不思議そうに見つめる俺に気付いた華雄さんは、机に置かれた竹簡を指差す。
開き書かれた内容を読み上げる。
「呉との国境付近で盗賊団の情報……か」
「あぁ。急務みたいでな。明日にでも発つつもりだ。明日以降この部屋を使いたいのであれば好きにしてくれ」
「……うん。ありがとう」
一日すら休みをとらない華雄さんが心配になるが、仕事ならば仕方が無い。
と、宿舎の店主が部屋に訪ねてきた。
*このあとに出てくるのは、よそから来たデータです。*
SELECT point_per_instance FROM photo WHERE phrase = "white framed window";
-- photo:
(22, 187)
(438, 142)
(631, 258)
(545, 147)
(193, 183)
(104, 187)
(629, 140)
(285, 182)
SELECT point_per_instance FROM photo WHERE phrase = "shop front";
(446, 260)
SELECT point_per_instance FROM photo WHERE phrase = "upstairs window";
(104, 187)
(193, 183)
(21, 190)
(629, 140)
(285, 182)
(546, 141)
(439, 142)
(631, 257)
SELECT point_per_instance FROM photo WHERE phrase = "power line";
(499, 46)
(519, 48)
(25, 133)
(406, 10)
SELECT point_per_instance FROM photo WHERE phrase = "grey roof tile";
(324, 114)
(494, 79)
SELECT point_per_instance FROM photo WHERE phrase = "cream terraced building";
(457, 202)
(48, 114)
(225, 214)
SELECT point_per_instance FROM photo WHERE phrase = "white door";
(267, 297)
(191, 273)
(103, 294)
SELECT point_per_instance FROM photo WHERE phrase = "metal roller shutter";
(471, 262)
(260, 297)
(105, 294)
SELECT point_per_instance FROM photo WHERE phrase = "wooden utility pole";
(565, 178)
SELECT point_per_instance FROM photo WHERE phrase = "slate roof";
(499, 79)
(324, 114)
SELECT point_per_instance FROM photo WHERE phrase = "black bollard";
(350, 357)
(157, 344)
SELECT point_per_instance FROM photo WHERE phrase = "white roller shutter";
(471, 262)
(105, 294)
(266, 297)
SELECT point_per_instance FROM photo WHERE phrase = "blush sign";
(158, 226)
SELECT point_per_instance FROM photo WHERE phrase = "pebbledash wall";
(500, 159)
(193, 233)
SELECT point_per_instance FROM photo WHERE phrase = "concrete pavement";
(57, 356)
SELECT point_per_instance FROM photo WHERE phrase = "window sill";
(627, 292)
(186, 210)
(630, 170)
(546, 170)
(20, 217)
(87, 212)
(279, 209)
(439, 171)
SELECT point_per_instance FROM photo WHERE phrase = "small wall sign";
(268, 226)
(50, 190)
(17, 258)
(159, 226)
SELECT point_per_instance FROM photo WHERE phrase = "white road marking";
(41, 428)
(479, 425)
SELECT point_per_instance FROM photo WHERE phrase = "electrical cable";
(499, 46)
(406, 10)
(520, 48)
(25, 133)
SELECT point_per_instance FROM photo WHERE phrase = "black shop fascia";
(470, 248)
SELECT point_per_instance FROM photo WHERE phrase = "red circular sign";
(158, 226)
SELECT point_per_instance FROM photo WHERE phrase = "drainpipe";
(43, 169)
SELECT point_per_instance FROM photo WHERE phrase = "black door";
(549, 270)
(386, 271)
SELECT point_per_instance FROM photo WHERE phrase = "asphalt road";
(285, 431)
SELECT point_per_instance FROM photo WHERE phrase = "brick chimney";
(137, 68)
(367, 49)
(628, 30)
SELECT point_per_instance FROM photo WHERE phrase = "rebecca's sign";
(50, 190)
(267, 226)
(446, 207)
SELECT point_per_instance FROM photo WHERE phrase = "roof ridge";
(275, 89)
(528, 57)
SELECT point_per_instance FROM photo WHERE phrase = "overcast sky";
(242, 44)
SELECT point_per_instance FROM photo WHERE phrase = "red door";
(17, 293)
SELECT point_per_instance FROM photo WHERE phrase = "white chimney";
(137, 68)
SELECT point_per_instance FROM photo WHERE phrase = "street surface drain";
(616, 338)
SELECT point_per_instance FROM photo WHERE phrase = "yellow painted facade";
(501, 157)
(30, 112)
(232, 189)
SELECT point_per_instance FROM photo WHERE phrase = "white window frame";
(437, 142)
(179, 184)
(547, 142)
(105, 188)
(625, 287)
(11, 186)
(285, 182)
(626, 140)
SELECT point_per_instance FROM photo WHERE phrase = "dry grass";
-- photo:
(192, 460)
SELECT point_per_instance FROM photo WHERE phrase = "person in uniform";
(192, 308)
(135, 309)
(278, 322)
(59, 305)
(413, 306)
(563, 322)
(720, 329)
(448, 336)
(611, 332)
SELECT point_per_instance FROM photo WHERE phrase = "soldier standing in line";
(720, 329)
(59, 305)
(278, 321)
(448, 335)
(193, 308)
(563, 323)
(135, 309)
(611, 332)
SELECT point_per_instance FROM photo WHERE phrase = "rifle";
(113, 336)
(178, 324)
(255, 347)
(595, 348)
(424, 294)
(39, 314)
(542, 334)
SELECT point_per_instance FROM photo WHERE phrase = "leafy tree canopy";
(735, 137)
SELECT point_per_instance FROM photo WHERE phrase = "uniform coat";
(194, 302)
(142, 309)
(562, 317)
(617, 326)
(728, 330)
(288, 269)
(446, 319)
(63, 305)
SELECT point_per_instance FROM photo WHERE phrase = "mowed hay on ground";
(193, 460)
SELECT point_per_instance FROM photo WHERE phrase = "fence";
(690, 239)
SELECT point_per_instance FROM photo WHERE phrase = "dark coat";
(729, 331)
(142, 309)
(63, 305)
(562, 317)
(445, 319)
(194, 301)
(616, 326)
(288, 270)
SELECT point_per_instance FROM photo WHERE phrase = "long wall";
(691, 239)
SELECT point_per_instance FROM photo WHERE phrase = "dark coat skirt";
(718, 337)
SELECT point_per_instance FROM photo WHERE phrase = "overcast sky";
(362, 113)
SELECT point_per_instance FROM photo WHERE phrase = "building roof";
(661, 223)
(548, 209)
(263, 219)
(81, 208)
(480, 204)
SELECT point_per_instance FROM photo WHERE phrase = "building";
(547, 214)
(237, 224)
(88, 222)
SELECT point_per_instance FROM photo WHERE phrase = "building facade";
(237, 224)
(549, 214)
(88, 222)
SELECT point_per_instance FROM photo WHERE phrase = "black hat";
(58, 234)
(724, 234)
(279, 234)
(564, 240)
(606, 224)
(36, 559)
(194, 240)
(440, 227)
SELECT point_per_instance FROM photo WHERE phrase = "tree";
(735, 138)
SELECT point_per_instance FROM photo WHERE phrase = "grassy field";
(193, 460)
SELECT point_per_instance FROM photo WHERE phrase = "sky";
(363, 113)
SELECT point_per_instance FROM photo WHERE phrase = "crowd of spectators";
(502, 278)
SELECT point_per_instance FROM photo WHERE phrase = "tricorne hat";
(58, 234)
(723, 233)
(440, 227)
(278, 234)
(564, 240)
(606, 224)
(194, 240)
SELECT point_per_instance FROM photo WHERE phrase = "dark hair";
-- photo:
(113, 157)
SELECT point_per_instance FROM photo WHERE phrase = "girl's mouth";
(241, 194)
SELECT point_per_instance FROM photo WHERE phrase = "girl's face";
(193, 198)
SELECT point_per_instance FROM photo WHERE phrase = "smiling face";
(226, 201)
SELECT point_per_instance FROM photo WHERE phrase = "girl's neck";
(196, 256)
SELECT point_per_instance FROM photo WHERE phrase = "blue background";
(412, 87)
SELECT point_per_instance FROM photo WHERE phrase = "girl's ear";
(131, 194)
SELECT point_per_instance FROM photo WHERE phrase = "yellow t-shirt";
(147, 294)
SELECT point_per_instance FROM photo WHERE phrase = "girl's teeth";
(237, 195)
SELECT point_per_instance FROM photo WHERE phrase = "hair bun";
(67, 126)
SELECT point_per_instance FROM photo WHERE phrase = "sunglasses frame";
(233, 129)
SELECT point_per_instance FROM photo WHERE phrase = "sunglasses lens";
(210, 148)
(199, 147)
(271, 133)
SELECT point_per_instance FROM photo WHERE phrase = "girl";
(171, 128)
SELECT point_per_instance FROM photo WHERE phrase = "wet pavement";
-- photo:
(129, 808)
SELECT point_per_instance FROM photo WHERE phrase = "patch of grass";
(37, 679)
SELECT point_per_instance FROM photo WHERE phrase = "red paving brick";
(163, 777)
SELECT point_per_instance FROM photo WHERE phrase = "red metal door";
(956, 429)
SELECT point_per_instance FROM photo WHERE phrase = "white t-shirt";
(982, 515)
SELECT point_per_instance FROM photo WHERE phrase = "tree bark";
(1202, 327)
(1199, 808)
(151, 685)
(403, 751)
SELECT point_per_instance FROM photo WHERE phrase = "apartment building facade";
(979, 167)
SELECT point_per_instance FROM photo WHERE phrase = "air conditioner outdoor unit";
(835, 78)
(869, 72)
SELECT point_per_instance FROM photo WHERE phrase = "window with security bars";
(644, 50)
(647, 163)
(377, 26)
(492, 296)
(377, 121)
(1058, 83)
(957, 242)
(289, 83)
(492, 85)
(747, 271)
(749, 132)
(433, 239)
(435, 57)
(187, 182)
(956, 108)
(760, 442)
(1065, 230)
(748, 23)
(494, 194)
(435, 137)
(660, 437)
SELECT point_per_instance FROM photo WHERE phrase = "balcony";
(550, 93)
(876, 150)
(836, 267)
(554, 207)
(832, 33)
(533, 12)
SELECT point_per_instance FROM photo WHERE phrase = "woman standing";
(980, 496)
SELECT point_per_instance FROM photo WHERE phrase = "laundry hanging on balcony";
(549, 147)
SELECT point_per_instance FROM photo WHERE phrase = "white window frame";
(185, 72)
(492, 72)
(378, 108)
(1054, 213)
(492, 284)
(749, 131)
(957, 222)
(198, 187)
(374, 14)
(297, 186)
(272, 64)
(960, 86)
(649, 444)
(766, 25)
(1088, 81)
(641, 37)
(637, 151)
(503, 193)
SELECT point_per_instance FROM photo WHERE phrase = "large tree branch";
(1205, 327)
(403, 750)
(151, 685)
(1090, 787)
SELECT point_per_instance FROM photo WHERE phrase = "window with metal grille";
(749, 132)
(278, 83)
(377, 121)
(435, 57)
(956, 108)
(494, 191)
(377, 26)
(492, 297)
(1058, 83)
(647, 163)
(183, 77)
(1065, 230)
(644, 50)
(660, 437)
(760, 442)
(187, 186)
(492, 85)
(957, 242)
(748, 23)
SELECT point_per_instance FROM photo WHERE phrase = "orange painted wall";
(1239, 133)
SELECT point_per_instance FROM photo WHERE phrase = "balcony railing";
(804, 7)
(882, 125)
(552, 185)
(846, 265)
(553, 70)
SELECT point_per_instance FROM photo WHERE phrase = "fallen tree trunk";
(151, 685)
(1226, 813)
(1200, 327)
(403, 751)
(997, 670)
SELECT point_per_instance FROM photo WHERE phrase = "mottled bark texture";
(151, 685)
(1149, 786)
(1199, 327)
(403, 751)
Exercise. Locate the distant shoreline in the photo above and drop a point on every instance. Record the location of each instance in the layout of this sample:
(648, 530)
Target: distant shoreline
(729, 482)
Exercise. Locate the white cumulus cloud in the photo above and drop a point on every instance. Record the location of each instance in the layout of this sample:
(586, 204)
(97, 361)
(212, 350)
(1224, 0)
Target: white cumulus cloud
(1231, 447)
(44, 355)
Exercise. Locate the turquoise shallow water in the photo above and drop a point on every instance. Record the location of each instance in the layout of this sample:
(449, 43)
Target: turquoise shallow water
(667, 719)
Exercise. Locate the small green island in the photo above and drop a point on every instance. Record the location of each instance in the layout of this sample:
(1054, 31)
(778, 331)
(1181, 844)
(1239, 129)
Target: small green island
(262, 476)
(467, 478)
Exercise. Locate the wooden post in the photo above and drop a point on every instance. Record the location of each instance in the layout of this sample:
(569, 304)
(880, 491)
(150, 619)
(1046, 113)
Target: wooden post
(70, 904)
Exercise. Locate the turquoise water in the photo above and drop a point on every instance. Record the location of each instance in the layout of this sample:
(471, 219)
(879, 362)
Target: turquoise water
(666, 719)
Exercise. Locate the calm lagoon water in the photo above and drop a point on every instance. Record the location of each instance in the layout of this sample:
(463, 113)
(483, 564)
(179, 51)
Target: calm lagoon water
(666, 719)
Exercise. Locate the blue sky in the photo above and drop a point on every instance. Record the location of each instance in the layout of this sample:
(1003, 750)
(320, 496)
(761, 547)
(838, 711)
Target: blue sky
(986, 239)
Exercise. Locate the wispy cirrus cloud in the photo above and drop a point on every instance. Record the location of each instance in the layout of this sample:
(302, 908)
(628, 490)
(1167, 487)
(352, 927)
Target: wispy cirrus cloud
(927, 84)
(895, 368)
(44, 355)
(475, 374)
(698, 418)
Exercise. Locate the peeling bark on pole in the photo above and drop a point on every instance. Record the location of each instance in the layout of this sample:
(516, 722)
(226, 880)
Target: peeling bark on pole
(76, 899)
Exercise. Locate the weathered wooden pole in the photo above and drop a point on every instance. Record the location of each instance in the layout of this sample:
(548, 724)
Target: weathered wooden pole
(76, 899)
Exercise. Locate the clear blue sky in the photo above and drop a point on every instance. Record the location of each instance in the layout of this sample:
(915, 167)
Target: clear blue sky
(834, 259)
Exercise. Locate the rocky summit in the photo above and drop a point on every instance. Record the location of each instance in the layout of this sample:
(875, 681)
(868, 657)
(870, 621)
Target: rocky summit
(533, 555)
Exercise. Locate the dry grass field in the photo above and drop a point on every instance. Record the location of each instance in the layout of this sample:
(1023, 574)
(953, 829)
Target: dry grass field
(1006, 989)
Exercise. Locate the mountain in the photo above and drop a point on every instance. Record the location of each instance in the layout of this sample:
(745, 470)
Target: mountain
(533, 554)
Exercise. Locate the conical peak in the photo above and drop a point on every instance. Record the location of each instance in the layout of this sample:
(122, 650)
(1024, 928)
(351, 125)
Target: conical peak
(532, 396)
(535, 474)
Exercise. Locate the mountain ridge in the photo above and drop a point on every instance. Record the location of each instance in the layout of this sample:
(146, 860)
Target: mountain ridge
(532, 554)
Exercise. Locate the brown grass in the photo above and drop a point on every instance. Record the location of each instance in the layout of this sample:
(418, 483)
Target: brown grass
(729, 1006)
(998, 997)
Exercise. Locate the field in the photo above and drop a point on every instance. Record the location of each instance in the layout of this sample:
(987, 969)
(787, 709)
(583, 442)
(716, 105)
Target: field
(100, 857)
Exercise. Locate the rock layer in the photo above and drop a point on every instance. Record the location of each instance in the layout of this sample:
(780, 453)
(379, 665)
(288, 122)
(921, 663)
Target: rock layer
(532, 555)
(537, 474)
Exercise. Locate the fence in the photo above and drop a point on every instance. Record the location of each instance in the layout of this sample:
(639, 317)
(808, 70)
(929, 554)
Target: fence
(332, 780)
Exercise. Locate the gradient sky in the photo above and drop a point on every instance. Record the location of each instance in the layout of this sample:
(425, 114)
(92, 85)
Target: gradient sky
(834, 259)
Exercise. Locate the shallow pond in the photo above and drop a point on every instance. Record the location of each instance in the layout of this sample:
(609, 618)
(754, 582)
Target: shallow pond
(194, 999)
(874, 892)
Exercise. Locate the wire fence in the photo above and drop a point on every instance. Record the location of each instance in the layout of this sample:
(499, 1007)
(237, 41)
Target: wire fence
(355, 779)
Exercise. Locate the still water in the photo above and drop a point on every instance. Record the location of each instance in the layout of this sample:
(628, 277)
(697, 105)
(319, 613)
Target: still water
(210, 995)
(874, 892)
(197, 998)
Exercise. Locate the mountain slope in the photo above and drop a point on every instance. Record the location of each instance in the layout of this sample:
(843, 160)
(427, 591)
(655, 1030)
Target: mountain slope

何やら俺に用があると城の兵が来ているらしい。
正体がばれたのかと肝が冷えたが、どうやら違うらしい。
華雄さんの報告を聞いた華琳が、俺を登用しようと遣いをだしたとの事だった。
まさか華雄さんが俺の事まで報告しているとは、偽名を使っていて本当に良かった。
遣いの兵に明日城に来るよう言われたが丁重にお断りし、代わりに伝言をお願いした。
「てっきり古巣に戻る事が用事だと思っていたが、違ったのか」
「そっちは用事というか最終目標というか……まぁ、色々あるんだ」
俺の言葉に首を傾げる華雄さん。しかし困った事になった。
思わぬ形で華琳の興味を引いてしまった様だ。保険はかけたが、あの華琳が大人しくしているとは思えない。
このまま陳留に滞在すれば、再会してしまうのも時間の問題である。
陳留はすぐ発つにしても、どうするか……。
と、先ほど見た竹簡が目に入った。
……断られたら別案を考えよう。華雄さんへと視線を向ける。